On paraffin sections, the positivity of terminal deoxynucleotidy transferase (TdT) had been observed in 86.5% of cases. In addition to TdT, all cases variably expressed CD3, CD4, CD5, CD7, CD8, CD34 and CD99. It’s necessary for TdT negative expression cases to detect other markers, such as CD99, CD34. Before therapy, the following clinical procedures should be performed: physical examination, laboratorial tests including complete blood count, serum lactate dehydrogenase (LDH), bone marrow (BM) examinations, computerized tomography (CT) or positron emission computed tomography (PET) of the chest, abdomen, pelvis. What’s more, the international prognostic index (IPI) or age adjusted international prognostic index (aalPI) were also evaluated. The clinical staging was defined in accordance with the Ann Arbor system. Both the institutional review board and ethics committees of First Affiliated Hospital of Zhengzhou University approved this study.

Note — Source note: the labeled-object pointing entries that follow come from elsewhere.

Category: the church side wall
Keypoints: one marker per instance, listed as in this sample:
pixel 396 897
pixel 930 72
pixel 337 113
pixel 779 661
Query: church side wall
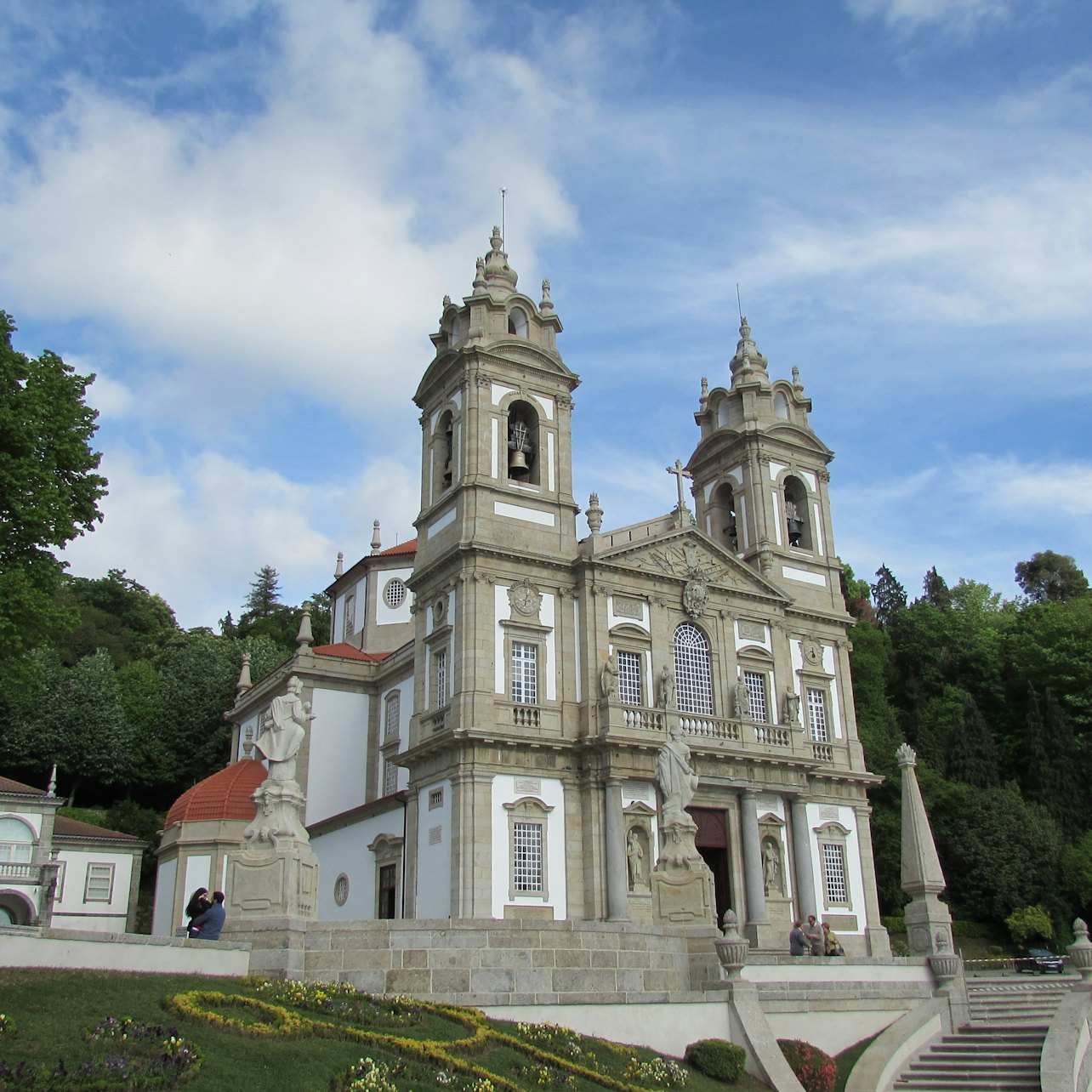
pixel 338 759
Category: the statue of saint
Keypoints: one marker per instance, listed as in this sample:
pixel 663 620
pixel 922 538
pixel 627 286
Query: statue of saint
pixel 675 776
pixel 668 687
pixel 608 677
pixel 742 698
pixel 282 731
pixel 634 857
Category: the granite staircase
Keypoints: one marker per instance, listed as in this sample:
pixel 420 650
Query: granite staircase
pixel 998 1049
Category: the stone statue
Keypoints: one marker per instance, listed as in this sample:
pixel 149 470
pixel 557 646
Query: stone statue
pixel 668 687
pixel 675 776
pixel 608 677
pixel 282 731
pixel 634 856
pixel 742 699
pixel 771 866
pixel 792 706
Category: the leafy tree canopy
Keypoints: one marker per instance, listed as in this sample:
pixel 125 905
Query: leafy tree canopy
pixel 49 491
pixel 1049 576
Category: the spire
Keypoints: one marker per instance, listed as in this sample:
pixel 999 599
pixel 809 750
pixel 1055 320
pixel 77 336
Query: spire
pixel 748 364
pixel 304 637
pixel 499 276
pixel 243 685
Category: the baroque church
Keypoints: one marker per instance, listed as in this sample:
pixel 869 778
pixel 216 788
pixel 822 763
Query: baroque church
pixel 499 726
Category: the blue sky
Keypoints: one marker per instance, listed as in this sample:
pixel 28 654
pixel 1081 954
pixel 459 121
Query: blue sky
pixel 243 215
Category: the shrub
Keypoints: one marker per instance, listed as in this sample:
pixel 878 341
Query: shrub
pixel 716 1058
pixel 815 1069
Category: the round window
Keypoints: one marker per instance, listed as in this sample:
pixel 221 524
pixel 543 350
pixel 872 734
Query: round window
pixel 341 890
pixel 395 593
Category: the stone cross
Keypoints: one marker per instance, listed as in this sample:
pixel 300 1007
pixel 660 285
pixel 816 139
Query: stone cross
pixel 680 472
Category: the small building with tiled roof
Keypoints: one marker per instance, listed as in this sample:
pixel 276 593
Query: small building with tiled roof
pixel 62 872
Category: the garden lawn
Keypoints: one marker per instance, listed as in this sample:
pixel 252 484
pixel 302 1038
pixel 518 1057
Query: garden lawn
pixel 242 1045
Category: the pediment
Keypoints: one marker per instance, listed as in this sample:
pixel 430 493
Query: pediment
pixel 688 555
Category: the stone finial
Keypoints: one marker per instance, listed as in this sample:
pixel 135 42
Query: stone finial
pixel 304 638
pixel 594 514
pixel 243 684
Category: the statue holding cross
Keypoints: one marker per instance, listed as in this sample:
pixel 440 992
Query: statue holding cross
pixel 680 472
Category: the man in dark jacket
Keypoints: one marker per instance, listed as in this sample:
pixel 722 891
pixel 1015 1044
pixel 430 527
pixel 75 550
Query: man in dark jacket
pixel 207 926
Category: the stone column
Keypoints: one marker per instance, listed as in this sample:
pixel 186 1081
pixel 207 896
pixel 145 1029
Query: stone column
pixel 615 833
pixel 753 861
pixel 802 854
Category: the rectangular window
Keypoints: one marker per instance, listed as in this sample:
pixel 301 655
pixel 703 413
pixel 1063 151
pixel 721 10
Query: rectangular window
pixel 629 679
pixel 441 673
pixel 524 674
pixel 100 884
pixel 527 846
pixel 392 714
pixel 756 691
pixel 817 714
pixel 833 858
pixel 388 890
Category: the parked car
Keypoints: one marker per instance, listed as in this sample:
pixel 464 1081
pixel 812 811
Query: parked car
pixel 1038 961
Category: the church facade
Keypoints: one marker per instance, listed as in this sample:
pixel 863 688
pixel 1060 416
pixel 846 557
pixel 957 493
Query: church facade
pixel 491 723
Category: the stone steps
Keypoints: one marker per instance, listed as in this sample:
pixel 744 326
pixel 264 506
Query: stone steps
pixel 999 1049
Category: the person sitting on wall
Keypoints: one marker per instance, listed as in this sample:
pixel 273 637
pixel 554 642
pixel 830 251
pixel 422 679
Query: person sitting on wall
pixel 207 926
pixel 797 941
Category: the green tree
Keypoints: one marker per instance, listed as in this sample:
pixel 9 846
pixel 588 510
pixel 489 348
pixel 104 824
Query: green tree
pixel 49 492
pixel 1050 577
pixel 889 596
pixel 264 595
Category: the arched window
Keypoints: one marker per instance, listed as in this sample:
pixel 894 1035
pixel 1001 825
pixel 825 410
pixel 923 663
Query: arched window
pixel 523 446
pixel 693 679
pixel 518 322
pixel 722 510
pixel 796 515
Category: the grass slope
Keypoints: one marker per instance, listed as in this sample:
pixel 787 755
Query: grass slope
pixel 50 1007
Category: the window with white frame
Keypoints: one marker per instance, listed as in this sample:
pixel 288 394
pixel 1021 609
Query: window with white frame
pixel 524 658
pixel 833 867
pixel 756 692
pixel 629 679
pixel 817 714
pixel 392 714
pixel 527 857
pixel 693 679
pixel 441 679
pixel 100 884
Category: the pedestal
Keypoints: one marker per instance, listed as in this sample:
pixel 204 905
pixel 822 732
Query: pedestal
pixel 681 883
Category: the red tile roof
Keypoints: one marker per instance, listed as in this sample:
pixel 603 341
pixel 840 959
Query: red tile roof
pixel 74 828
pixel 8 785
pixel 346 651
pixel 407 547
pixel 225 795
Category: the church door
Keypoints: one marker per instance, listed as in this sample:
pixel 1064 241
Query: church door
pixel 712 843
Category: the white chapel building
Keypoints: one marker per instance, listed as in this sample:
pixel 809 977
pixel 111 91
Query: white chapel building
pixel 488 718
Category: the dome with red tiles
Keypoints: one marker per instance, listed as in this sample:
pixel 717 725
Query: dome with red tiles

Treatment and response assessment

Almost all patients received acute lymphoblastic leukemia (ALL) regimens, including dose-adjusted BFM-90 (DA-BFM-90) which was derived from BFM-90 (prednisone, Vincristine, daunorubicin, L-Asaraginase, cyclophosphamide, cytarabine, bleomycin), Hyper-CVAD (cyclophosphamide, vincristine, doxorubicin, and dexamethasone, alternating with high-dose methotrexate, and cytarabine). All the patients exhibited III/IV grade myelosuppression during remission induction. No death occurred due to toxicity. The treatment response was assessed after induction protocols of DA-BFM-90 or Hyper CVAD. According to Cheson 1999 criteria28, the curative effect was evaluated for complete remission (CR), partial remission (PR) and no response (NR).

Statistical analysis

Overall survival (OS) was calculated from the time of diagnosis until death from any cause. Progression free survival (PFS) was defined as the interval from the initiation of chemotherapy to the time of the first documented disease progression or recurrence. All patients underwent complete and effective follow-up. The Chi-square test was used to calculate statistical group comparisons of categorical variables. Survival analysis was performed using the Kaplan-Meier method, with comparisons using the log-rank test. Multivariate analysis with a Cox regression model was used to estimate the prognostic impact of different variables on OS and PFS. Value of P < 0.05 was considered significant, and all P values corresponded to two-sided tests. All statistical analyses were performed using SPSS 17.0 software.